Eduard von Lütcken

Personal information
- National team: Germany
- Born: 26 October 1882 Syke, Niedersachsen
- Died: 15 September 1914 (aged 31) Szumsk, Lithuania

Sport
- Sport: Equestrianism

Medal record
Men's equestrianism
Olympic Games
| Silver medal – second place | 1912 Stockholm | Team eventing |

= Eduard von Lütcken =

German equestrian (1882–1914)

Eduard von Lütcken (26 October 1882 – 15 September 1914) was a German horse rider who competed in the 1912 Summer Olympics. He was part of the German team that won the silver medal in the equestrian team event. After the Olympics, he served as an Oberleutnant in World War I, and was killed shortly after capturing several Russians on the Eastern Front.

== Early life and career ==
Von Lütcken was born on 26 October 1882 in Syke, Niedersachsen, in Germany as the son of local magistrate Eduard von Hermann von Lütcken and his wife Fida (née Meding). Von Lütcken studied at the University of Heidelberg where he was part of the Corps Vandalia Heidelberg fraternity and participated in duelling with swords and was marked by a scar on one cheek. Von Lütcken became an officer in the Royal Saxon Army and lived in Oschatz.
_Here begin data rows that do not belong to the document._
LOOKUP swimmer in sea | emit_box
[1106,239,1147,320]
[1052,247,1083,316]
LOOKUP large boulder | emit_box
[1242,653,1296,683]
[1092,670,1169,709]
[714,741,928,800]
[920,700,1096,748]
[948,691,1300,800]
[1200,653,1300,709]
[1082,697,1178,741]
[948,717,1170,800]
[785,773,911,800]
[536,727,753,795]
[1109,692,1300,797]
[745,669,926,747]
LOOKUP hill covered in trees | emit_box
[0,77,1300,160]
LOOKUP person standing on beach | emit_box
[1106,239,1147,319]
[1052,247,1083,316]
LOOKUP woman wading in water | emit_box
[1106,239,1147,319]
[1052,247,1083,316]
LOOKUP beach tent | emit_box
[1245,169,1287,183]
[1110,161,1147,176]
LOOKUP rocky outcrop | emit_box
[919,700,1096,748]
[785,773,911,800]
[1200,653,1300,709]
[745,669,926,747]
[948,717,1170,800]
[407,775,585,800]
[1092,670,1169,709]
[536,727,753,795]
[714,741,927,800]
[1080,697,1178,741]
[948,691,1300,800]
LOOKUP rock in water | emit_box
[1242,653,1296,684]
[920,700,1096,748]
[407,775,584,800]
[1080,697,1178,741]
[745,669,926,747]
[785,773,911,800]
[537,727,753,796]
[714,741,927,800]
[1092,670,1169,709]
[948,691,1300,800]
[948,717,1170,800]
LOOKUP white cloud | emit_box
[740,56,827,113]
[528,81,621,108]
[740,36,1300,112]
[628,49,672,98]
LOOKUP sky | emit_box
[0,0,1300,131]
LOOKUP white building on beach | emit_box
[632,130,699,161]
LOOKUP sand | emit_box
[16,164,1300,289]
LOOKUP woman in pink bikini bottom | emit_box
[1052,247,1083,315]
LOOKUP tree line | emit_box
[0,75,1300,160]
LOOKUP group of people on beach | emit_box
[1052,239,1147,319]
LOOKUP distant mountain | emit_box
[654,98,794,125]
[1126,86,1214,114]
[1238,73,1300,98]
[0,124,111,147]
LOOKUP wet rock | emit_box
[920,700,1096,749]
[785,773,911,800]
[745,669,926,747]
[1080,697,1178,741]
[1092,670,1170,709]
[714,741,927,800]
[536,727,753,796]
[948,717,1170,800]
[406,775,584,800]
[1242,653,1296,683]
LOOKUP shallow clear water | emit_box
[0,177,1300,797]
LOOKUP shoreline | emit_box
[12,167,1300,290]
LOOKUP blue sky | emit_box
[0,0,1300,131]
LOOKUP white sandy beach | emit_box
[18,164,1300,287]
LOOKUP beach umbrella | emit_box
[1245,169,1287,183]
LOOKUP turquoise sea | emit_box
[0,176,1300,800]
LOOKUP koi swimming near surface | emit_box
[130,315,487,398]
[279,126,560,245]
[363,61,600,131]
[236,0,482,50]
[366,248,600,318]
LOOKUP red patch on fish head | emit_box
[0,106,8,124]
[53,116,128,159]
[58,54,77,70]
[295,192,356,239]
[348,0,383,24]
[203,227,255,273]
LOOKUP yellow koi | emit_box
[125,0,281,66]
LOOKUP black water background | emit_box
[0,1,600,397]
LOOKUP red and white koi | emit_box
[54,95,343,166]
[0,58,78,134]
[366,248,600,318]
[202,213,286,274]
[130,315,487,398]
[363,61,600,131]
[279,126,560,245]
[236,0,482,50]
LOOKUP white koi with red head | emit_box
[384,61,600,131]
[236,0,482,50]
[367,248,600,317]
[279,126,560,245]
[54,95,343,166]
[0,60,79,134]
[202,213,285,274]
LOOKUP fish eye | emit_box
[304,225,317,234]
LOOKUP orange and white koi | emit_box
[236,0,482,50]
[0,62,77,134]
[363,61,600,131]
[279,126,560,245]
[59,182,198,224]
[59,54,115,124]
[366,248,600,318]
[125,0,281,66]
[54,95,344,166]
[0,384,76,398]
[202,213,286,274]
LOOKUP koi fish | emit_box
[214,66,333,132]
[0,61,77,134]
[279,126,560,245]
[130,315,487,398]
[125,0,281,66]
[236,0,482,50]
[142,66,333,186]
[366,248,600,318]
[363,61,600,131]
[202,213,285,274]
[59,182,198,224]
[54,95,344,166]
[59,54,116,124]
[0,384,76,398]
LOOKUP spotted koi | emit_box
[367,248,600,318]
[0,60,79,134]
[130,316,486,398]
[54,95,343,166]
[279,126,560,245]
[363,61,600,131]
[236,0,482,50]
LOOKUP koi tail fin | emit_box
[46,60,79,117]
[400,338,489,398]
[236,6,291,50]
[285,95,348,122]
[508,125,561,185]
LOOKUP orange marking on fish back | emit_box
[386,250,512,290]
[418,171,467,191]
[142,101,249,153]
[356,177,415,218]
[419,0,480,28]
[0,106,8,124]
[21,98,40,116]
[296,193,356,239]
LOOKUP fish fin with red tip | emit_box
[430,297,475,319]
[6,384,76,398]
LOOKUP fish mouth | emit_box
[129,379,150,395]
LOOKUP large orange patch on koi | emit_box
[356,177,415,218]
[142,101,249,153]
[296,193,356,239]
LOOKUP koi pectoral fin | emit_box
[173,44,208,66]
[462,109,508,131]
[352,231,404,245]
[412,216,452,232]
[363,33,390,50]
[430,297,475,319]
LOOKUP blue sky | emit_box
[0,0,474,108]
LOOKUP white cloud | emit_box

At the 1912 Olympics von Lütcken competed in the 3-day individual eventing competition. This was known at the time as the "military riding competition" and open to up to four active commissioned military officers from each country. Von Lütcken competed on his horse Blue Boy and came 8th out of 27 competitors. He scored maximum points on the 55 km ride, 5 km cross-country ride and the 3500 m steeplechase but came 5th in the fourth event, the jumping competition and 12th in the final section, dressage. The team eventing competition was judged by the sum of the best four individual competitors. Von Lütcken's was the third best scoring rider for Germany after Friedrich von Rochow and Richard Graf von Schaesberg-Tannheim. The team placed second, behind Sweden, and were awarded the silver medal.

==World War I==
In the lead-up to Eastern Front, von Lütcken was serving as a riding instructor in Dresden. Upon the declaration of war he was placed with the 17th Royal Uhland Regiment as an Oberleutnant. Deployed to the Eastern Front, he fought at Szumsk in Lithuania – at the time part of the Russian Empire – where he captured a number of Russian soldiers, including a general. He was killed shortly afterwards, on 15 September 1914, in combat with a larger force of patrolling Russians on the road between Wilkowitzki and Mariompol. Von Lütcken's horse was shot from under him and he fought on foot with his pistol and sabre with two comrades until killed. A non-commissioned officer from his unit survived to relay the story, which was later confirmed by a letter to his family from a Russian Guards cavalry officer who commended his bravery.